I’ve been wondering about this for a while, but as I’ve stated before, my knowledge of physics is woeful.
We have giant dishes for detecting radiation from other planets right?
And presumably if other species exist then they can detect us by the same methods (within a certain distance).
Why don’t the waves thin out and dissipate? As the distance grows, surely they are spreading out more and more and becoming weaker and weaker?
Otherwise, how they would miss the dishes (the area they cover would be too small and the chances of hitting a dish would be infintesimal).
The intensity of the radiation decreases by the square of the distance - so if you measure an signal strength of 10 at distance A, at distance 10A the signal strength will be 1/100 as strong, or .1
That is the reason that we use huge dishes - to capture as much signal as possible.
That said, the man-made signals that are escaping from the Earth are quite powerful, when compared to natural sources in the same frequency bands.

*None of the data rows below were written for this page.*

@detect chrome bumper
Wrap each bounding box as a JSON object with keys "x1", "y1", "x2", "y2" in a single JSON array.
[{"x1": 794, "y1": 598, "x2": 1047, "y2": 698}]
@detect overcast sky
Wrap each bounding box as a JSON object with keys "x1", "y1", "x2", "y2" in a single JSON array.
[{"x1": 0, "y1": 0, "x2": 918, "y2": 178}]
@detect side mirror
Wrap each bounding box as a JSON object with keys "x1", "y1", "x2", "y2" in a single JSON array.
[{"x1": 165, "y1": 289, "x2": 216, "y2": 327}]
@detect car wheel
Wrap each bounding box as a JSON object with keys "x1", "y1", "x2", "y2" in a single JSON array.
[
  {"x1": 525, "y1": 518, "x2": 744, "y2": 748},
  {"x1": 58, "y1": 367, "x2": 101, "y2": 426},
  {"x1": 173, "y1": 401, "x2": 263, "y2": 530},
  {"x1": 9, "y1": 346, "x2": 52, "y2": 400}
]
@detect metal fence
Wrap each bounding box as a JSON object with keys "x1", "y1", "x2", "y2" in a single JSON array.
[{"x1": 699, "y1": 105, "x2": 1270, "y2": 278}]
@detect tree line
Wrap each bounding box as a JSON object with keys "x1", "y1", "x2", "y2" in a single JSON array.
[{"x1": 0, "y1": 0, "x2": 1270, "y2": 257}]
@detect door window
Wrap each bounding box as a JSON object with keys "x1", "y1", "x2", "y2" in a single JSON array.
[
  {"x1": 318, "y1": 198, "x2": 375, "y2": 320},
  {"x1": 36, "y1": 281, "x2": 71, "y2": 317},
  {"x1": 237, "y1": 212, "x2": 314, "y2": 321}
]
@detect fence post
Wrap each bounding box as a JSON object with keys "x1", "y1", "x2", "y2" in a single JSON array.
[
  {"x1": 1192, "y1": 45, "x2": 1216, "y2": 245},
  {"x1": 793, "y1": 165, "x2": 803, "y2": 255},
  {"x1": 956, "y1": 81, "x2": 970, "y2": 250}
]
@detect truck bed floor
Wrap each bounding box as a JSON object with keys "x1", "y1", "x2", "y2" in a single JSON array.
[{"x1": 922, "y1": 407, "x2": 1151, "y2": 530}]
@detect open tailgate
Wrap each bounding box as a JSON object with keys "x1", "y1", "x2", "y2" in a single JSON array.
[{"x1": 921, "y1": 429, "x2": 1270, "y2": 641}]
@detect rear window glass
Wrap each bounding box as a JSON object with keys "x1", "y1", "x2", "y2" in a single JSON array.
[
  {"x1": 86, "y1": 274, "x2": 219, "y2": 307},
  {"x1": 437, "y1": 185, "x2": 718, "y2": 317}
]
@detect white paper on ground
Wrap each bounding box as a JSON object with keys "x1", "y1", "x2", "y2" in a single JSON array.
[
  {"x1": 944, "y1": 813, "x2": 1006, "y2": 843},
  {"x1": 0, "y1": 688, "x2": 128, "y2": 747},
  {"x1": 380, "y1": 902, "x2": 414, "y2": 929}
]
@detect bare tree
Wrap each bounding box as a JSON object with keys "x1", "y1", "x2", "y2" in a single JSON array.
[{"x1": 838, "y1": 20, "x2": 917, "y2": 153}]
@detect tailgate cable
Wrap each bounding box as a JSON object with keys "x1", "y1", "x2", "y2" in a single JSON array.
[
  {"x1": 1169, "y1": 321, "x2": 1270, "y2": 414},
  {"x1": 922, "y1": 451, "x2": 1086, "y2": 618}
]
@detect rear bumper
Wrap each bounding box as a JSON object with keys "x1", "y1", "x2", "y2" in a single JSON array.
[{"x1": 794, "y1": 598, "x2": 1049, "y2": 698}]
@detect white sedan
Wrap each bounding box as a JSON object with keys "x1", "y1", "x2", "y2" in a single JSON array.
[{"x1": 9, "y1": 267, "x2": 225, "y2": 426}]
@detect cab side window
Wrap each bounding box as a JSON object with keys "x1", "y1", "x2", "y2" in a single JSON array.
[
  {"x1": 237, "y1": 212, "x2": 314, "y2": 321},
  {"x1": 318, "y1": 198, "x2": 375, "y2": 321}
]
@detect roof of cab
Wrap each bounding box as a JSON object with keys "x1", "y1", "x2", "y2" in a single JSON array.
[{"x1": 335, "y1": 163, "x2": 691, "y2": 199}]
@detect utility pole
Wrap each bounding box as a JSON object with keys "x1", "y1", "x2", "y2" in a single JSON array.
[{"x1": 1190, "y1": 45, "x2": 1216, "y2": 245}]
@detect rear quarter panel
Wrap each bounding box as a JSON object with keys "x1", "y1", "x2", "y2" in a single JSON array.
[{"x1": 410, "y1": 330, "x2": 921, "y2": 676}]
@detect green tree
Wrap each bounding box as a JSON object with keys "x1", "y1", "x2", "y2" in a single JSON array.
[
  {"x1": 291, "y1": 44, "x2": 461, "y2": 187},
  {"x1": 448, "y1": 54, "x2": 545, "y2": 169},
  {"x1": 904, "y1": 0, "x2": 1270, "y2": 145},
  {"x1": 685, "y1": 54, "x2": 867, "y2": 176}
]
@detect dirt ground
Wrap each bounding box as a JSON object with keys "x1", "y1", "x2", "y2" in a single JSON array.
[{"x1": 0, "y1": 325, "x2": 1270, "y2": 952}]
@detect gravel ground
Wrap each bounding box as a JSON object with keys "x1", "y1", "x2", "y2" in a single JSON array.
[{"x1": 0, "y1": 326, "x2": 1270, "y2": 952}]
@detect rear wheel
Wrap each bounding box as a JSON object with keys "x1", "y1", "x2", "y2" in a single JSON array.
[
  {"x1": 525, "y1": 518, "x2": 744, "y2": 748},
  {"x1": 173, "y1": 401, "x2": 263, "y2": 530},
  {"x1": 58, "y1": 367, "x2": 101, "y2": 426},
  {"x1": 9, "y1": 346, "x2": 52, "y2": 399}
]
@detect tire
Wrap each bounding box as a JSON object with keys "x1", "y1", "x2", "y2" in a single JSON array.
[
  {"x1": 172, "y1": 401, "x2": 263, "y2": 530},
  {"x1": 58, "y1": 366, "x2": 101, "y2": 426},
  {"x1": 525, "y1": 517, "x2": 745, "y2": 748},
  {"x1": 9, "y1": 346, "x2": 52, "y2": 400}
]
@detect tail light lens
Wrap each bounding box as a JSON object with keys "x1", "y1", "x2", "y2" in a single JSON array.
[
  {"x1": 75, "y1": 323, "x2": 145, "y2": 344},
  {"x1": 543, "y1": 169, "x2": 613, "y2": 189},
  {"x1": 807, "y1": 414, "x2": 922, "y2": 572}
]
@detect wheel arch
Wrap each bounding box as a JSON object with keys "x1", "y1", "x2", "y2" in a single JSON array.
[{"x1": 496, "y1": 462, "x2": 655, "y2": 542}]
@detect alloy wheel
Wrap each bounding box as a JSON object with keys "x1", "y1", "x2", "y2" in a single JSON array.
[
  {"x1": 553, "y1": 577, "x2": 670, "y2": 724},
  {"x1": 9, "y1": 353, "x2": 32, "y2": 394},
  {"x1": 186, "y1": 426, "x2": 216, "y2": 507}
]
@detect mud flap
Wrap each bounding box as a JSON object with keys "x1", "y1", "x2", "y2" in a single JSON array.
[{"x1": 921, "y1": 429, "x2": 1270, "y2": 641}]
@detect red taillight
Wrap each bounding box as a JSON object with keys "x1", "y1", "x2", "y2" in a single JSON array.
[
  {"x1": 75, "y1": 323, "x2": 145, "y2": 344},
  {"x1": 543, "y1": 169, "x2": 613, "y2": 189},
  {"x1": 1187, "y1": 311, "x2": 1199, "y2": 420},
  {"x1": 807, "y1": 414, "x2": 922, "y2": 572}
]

I remember hearing that the Earth looks like a fairly bright star when viewed with a radio telescope.
Our instruments can detect the radio output of very distant stars - if another planet is emitting signals of the same magnitude as we do, we’d be able to “hear” it many light years away.
After all, light follows the same inverse-square brightness law, and we can see stars 13 Billion LY away!

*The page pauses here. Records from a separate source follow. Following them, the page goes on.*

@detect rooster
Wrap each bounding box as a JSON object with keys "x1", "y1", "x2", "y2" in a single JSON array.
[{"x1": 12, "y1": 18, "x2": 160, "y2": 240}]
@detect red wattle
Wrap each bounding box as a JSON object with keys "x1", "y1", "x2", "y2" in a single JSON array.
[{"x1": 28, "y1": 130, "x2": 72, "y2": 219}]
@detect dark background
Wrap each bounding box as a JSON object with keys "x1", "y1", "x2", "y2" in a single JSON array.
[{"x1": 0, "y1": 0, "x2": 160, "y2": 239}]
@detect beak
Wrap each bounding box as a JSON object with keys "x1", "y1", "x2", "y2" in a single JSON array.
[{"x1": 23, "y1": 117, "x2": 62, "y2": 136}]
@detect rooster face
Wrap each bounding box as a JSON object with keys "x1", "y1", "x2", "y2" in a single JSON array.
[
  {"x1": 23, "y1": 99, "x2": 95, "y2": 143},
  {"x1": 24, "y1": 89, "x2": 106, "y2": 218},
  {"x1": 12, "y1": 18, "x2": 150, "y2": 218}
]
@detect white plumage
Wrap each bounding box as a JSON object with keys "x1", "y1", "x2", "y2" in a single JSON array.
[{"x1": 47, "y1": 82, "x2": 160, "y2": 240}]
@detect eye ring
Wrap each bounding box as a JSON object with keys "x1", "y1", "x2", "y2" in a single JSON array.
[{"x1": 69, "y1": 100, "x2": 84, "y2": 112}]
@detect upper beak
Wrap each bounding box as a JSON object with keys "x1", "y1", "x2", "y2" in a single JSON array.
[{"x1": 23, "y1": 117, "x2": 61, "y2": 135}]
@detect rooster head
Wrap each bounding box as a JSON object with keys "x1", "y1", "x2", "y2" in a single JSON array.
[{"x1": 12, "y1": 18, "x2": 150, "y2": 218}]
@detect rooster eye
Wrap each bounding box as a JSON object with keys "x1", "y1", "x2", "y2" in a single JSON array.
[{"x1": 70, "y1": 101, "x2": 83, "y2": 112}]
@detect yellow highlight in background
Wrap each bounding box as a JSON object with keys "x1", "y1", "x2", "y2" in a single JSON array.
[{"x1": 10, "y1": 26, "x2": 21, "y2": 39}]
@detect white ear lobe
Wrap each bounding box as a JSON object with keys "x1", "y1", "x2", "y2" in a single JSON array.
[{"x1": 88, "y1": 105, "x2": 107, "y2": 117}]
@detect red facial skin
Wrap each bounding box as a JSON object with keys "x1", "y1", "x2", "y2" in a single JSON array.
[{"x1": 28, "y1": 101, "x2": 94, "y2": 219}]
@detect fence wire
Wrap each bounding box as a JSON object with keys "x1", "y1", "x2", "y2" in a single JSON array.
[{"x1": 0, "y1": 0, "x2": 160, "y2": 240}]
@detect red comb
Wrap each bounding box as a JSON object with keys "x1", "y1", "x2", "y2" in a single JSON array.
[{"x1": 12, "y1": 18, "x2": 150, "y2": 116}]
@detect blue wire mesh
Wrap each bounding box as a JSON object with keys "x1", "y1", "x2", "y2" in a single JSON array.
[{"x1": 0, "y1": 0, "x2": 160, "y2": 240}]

Yes, but the difference is that a star puts out many, many orders of magnitude more radio-frequency radiation than any terrestrial source could possibly deliver. This isn’t just a matter of power throughput from the transmitter, either; trying to deliver very large amounts of power through the atmosphere would result in it being absorbed and/or diffused by the air.
We can see radiation sources (mostly x-ray and gamma ray) at very distant sources (billions of light years) because the sources themselves are massive and powerful. Even at that, it takes some pretty phenomenal processing capability to discern individual sources. Detecting a terrestrial radio source from a planet in a nearby system would require the ability to suss out a coherent signal from the noise. A radio signal at more than a few tens of light years would be indistinguishable from the background radio-frequency noise.
Well this indicates that the farthest SETI target is around 10,000 LY away, but this assumes that the target would need to be broadcasting using an antenna aimed at us in order to be detectable.